Consider adding the `LimitRequestBody` setting to the horizon chapter of the Security Hardening Guide. Some prerequisite considerations: 1. Seek approval from DFG:UI. 2. Confirm which release this is approved for. For example: OSP13+ 3. Check whether this is configurable within director. 4. Check if there is any QE testing impact.
Add this to the dashboard chapter: https://access.redhat.com/documentation/en-us/red_hat_openstack_platform/14/html-single/security_and_hardening_guide/index#hardening_the_dashboard_service
Received request to add FollowSymLinks to discussion.
Added more updates to draft, updated example, phrasing.
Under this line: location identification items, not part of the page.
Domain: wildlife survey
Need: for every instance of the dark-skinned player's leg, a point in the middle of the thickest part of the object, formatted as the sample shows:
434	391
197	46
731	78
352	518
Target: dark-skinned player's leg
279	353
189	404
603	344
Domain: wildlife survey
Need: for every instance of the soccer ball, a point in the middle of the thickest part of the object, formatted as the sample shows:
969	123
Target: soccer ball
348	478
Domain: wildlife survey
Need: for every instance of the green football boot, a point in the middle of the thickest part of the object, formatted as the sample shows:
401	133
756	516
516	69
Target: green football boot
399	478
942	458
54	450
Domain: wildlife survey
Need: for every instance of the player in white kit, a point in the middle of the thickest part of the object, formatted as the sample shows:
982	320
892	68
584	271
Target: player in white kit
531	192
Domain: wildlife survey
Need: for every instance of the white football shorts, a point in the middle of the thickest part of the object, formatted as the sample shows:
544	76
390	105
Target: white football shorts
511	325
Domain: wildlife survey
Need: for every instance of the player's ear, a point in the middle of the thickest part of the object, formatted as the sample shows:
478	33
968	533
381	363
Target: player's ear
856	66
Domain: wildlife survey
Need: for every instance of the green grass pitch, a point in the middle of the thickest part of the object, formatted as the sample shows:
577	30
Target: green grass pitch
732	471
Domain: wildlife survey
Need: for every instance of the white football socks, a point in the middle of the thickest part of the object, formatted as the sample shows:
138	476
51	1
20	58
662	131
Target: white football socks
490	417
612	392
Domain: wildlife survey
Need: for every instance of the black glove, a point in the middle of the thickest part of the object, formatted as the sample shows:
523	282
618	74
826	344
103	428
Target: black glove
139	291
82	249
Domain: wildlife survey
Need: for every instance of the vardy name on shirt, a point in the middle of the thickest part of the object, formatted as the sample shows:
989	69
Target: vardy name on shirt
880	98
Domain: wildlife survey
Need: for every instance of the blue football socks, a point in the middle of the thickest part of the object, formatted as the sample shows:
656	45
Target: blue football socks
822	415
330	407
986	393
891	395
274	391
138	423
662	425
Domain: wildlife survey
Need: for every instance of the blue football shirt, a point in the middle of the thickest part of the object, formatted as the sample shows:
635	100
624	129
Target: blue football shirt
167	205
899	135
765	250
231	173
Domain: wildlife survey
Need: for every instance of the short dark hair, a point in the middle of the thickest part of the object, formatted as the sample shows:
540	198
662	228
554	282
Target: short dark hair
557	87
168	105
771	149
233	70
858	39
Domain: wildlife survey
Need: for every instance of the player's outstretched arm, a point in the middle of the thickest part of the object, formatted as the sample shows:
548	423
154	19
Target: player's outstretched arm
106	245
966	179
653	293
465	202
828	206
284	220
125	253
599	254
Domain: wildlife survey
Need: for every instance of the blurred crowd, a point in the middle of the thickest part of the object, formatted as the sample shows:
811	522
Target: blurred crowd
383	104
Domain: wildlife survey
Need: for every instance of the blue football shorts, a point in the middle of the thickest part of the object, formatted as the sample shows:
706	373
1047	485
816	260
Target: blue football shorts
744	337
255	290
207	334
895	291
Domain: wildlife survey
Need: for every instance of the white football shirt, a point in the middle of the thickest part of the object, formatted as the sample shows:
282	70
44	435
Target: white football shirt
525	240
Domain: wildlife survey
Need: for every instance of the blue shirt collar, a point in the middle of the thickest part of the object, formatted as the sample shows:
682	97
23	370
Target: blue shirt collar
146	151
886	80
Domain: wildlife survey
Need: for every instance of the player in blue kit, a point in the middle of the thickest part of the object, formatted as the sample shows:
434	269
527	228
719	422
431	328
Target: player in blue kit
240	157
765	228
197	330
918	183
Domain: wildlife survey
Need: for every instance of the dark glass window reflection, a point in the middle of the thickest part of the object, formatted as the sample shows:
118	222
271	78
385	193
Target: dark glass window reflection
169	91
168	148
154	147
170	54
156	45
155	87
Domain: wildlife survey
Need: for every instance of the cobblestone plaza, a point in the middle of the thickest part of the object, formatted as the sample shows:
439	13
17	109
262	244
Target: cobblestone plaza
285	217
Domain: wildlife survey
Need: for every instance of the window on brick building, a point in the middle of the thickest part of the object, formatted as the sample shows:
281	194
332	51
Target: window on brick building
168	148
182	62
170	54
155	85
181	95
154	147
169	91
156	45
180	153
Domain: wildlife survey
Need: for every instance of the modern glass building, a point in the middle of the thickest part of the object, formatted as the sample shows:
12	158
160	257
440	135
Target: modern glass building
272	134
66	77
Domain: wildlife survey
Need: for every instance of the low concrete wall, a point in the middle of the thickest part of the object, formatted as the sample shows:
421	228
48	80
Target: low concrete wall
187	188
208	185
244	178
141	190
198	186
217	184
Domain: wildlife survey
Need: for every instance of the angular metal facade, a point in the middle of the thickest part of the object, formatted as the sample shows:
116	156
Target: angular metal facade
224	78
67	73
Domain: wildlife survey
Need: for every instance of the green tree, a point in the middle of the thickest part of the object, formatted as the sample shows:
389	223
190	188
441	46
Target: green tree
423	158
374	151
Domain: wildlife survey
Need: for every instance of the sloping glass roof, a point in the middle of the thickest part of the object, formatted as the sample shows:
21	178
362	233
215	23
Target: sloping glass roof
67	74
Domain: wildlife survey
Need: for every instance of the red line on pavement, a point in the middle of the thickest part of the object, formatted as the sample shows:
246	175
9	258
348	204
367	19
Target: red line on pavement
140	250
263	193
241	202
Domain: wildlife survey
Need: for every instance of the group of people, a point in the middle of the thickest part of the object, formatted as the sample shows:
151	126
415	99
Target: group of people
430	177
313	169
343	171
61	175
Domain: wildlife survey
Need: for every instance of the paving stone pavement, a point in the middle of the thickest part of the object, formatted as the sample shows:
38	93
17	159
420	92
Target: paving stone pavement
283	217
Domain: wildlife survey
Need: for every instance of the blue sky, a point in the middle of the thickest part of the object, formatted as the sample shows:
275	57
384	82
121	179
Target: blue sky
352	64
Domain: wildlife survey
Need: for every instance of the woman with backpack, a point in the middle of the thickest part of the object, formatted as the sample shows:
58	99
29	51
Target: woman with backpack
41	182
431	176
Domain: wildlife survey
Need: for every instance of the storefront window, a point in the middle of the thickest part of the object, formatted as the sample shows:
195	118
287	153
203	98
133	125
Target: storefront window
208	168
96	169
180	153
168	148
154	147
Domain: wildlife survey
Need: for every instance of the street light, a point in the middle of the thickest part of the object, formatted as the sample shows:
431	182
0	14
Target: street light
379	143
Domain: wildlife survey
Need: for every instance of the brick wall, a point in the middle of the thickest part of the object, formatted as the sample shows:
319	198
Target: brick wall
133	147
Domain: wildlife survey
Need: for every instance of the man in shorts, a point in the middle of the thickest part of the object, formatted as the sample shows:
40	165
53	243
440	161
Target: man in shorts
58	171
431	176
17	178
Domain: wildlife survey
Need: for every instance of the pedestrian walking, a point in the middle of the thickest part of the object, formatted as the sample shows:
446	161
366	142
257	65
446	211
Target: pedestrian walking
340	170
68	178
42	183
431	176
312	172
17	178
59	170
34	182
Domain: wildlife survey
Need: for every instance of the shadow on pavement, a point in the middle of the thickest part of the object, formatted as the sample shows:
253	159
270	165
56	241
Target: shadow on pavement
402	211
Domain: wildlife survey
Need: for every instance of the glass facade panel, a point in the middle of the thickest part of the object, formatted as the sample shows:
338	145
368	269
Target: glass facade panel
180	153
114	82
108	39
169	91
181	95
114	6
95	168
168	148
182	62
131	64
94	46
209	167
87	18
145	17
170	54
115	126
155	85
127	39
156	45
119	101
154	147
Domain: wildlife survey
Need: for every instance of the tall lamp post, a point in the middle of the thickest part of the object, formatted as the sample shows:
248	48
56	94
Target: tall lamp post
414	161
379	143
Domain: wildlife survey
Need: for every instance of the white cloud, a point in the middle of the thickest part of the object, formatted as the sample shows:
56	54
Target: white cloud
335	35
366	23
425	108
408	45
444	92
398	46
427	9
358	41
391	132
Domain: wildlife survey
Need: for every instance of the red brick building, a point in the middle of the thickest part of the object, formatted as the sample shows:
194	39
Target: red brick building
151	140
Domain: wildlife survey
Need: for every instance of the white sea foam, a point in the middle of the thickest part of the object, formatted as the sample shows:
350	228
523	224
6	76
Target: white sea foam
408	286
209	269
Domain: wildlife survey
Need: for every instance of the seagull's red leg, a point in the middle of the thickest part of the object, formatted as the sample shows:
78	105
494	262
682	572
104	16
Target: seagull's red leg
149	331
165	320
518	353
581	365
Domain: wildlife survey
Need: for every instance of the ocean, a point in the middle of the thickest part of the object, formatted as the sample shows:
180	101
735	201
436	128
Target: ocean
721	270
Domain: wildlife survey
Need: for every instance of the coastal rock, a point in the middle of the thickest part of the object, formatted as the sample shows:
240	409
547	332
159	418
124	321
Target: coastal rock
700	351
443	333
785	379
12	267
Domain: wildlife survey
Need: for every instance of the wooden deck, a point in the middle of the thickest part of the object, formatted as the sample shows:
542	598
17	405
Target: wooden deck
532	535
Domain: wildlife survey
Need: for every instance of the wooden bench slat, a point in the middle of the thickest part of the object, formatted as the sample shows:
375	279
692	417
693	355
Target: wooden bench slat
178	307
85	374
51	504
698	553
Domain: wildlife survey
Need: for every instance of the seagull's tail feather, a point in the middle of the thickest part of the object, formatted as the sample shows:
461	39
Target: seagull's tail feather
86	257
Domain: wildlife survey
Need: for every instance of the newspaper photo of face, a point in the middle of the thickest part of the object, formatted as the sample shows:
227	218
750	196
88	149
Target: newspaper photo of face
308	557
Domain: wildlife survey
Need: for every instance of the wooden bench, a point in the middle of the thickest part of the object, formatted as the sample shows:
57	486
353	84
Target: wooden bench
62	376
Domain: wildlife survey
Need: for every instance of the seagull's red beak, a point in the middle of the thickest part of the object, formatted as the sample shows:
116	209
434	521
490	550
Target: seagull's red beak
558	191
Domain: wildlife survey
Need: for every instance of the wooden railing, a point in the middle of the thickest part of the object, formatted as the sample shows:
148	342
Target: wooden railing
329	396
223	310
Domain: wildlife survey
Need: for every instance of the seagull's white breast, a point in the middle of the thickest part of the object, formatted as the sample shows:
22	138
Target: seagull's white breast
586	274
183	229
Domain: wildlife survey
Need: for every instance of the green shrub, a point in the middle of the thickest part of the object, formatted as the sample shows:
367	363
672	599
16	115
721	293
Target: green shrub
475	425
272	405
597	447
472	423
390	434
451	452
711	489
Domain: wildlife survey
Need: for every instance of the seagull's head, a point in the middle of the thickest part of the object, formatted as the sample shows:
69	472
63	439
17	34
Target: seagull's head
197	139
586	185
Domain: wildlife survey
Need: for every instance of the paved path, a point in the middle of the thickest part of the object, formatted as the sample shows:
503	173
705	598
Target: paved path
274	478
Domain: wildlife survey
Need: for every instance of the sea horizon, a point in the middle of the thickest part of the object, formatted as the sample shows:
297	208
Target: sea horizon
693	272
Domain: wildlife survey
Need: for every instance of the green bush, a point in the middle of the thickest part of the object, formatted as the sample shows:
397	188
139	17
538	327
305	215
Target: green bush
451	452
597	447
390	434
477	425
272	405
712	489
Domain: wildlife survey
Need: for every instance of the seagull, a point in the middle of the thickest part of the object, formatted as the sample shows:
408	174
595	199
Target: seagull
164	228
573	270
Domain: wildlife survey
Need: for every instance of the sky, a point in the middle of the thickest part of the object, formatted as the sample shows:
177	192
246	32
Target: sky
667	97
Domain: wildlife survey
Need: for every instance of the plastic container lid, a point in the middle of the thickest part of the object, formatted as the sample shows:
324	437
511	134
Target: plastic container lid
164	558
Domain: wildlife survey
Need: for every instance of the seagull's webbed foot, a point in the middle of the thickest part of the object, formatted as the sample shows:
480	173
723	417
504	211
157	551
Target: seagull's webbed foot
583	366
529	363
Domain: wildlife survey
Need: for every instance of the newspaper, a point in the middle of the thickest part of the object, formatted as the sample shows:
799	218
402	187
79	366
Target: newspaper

Hi Aharon, Jeremy and I were getting up-to-speed on this and had a question on comment #23 [0]. Section two step three implies some functional tests, but we're not sure which test exactly. Adding needsinfo from Martin since he authored the comment, and hoping he can provide context or point us in the right direction. Thanks, Lance [0] https://bugzilla.redhat.com/show_bug.cgi?id=1720276#c23
mlopes - Any update for comment #39 ?
Any update on this BZ? Regards, Amol Lonare
It is safe to set "-Follow SymLinks", since, as David Hill pointed out, there aro no symlinks present. As to how to do it in TripleO, I'm not sure, I think it would have to be done by an ansible playbook after the deploy.